Ambient Grief: Writing the Alteration

with Jacinda Townsend

Ambient grief writing course

February 21, 2024
6 Weeks


How do we write about grief that the world doesn’t quite accept as grief? “Ambient grief” is not as immediate as the loss of a loved one or the sudden end of a relationship. Rather, it can accompany ongoing developments like climate change or the aging process, intense collective experiences such as the COVID pandemic that change our sense of the world, or even positive life transitions like changing careers, retiring, or helping one’s youngest child move out. We feel, and may grieve, the element of transformation and loss in each of these experiences.

If you’re experiencing ambient grief, then please join us. You’ll process personal grief through the writing process, with the goal of connecting with other writers who are traveling on similar paths. We’ll be exploring our experiences of ambient grief, isolating what we can in order to hammer the dross into meaningful, impactful work. Through weekly readings and assignments, we will examine the way ambient grief reshapes our sense of ourselves and sharpens our sense of other people.

Each week you will be given an assignment to help you generate a new piece of creative nonfiction that encourages you to explore the various ways to write about and process grief. By the end of the class, you will produce at least one polished personal essay. We will examine our own creative process, and the ways we digest our ambient grief by writing it. You will be encouraged, also, to share the ways in which the writing process has forged healing, transformation, or renewal.

Learning and Writing Goals

Learning Goals

  • Transforming personal grief into writing that resonates universally
  • Isolating the thematic underpinnings of ambient grief
  • How to move from draft to completion of a personal essay
  • Healing by transmitting and digestion of personal experiences
  • Productively engaging with others’ collective experience of grief

Writing Goals

  • Complete weekly writing assignments
  • Aim for a regular word count/time period in which to make writing a habit
  • Discuss and practice techniques employed by essayists
  • Complete an essay on ambient grief

Zoom Schedule

Wednesdays, 5-7 P.M. U.S. Eastern Time

Weekly Syllabus

Optional Text: Rebellious Mourning: The Collective Work of Grief

Week One: Introduction/Foundations: What is Our Process?

Assignment: Class participants will introduce themselves by writing about the moment that began their grief.

Week Two: Movement: From the Personal to the Universal

Assignment: Shakespeare once famously said, “There is nothing new under the sun,” yet what keeps us writing is that humans are constantly, brilliantly reinterpreting all that is “old.” What about your own grief is very particular to you? What writing makes that grief “fresh?”

Week Three: People: Whose Essay Is This?

Assignment: Your grief may involve other people, but it belongs to you. By asking you to write from the perspective of someone else of your choosing, this assignment will help you decide whether–and to what extent–others are focal points of your writing.

Week Four: Quickness: What Belongs and What Doesn’t

Pacing is important in an essay: if we pack too many details into a piece, the most salient of them are lost. This week’s assignment offers you artificial parameters of space and time in order to help you trim the superfluous.

Week Five: Epiphanies: Marching towards the End of the Essay

This week’s assignment is designed to help you reach alchemy, and help you find the transformation in your piece. We will discuss the turning point of your piece, and you will write that with an eye towards dramatic trajectory.

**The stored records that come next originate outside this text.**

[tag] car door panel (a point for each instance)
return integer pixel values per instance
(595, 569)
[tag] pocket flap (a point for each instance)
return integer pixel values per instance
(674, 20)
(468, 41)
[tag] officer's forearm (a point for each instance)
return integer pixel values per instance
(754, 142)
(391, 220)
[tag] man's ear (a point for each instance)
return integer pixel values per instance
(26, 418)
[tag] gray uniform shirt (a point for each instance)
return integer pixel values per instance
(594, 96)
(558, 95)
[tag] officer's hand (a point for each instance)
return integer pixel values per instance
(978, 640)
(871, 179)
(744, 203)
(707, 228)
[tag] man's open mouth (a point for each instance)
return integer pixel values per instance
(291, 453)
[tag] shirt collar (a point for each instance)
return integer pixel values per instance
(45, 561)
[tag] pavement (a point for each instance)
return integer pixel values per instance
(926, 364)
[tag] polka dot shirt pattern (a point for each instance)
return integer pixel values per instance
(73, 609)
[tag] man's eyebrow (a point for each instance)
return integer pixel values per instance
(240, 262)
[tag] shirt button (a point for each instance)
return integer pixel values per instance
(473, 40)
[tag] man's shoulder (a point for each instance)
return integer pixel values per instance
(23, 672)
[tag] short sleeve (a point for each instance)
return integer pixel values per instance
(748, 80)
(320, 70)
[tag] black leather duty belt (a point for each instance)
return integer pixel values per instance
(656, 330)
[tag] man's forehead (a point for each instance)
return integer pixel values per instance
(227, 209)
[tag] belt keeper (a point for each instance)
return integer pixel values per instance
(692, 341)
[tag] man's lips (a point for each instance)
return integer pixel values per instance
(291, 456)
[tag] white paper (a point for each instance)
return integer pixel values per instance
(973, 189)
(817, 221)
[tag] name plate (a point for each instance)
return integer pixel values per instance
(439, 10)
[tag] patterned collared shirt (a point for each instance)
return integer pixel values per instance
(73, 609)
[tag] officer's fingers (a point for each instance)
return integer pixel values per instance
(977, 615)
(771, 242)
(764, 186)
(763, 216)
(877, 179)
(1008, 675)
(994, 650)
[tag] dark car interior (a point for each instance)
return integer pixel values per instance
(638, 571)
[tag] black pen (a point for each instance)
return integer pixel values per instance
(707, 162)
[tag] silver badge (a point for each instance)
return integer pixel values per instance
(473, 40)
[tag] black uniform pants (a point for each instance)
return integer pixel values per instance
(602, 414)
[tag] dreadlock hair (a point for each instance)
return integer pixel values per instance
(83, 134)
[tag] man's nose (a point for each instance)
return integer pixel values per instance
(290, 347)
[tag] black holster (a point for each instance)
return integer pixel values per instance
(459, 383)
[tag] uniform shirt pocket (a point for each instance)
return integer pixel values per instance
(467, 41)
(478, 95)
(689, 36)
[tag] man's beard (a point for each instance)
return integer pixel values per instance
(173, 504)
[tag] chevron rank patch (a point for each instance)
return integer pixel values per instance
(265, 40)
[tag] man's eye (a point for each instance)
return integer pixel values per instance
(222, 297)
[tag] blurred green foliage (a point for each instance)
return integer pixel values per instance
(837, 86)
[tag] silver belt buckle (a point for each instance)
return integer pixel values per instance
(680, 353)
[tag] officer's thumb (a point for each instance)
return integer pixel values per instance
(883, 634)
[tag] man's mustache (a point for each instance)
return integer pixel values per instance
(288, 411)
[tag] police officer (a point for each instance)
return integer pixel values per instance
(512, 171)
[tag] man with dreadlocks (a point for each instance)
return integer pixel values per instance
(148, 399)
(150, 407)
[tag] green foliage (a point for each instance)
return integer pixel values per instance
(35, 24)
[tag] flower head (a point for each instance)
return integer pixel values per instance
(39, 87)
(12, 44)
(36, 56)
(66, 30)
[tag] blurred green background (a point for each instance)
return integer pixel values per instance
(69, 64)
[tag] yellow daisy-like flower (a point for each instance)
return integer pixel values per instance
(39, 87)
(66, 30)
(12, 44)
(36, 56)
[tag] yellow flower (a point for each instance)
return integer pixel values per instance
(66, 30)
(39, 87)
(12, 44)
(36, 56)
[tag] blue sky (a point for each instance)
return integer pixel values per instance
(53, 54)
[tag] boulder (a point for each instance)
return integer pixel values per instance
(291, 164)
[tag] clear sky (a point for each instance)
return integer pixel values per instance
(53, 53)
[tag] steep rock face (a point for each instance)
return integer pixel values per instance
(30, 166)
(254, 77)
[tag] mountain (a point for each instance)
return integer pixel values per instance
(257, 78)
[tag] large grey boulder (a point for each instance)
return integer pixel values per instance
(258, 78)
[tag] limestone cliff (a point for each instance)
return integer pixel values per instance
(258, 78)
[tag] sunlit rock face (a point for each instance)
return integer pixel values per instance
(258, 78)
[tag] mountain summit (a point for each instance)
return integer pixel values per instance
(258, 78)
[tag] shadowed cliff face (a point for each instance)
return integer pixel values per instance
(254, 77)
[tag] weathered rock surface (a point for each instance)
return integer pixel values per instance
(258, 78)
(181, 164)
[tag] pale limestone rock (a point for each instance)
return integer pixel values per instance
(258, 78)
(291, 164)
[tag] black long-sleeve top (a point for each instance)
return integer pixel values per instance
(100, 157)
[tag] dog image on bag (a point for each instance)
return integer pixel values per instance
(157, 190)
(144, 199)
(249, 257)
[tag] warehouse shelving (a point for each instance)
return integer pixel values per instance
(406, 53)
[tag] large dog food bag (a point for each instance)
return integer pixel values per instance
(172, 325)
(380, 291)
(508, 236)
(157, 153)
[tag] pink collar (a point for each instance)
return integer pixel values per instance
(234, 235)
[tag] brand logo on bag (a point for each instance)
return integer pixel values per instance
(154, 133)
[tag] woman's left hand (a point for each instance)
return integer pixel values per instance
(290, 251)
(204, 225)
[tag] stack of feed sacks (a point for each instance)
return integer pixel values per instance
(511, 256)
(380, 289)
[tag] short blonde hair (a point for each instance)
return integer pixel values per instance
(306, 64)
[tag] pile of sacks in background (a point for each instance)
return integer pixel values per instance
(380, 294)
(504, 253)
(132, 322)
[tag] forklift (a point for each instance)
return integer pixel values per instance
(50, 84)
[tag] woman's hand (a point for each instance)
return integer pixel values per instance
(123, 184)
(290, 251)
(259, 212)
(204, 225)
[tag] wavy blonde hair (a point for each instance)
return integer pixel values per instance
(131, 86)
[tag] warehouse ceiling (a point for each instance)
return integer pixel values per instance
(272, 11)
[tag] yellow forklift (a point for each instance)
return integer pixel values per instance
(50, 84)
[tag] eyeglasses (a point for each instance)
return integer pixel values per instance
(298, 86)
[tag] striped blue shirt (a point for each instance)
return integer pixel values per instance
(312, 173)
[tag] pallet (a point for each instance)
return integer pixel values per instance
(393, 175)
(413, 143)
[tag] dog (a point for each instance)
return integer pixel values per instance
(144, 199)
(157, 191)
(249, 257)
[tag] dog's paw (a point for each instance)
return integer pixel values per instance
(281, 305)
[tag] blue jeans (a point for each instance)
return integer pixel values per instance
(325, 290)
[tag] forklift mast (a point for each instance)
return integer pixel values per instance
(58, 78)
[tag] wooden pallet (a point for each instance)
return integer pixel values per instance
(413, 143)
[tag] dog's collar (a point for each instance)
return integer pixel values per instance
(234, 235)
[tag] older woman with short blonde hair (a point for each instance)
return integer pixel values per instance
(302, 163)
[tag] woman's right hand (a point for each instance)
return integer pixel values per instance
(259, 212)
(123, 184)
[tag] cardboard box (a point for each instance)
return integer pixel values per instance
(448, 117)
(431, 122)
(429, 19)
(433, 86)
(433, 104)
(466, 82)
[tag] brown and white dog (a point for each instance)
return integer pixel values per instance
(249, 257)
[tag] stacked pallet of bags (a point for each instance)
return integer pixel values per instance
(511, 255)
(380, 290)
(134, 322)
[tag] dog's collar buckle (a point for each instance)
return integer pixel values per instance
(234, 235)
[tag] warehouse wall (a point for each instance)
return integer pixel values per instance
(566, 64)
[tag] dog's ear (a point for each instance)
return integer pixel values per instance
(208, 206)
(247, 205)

Week Six: Transformation and Revision: Recasting Ambient Grief

This week’s assignment is all about the act of reseeing–truly reseeing–what you’ve written. With the help of your peers, you will chisel the image you’ve created into sharper relief.

Course type:

Student Feedback for Jacinda Townsend:

February 21, 2024
6 Weeks


jacinda townsend headshot


Jacinda Townsend is the author of Mother Country (Graywolf, 2022), winner of the 2023 Ernest Gaines Award for Literary Excellence, and Saint Monkey (Norton, 2014), winner of the Janet Heidinger Kafka Prize and the James Fenimore Cooper Prize for historical fiction. A former broadcast journalist and antitrust lawyer, Townsend has written nonfiction for Al Jazeera and The White Review.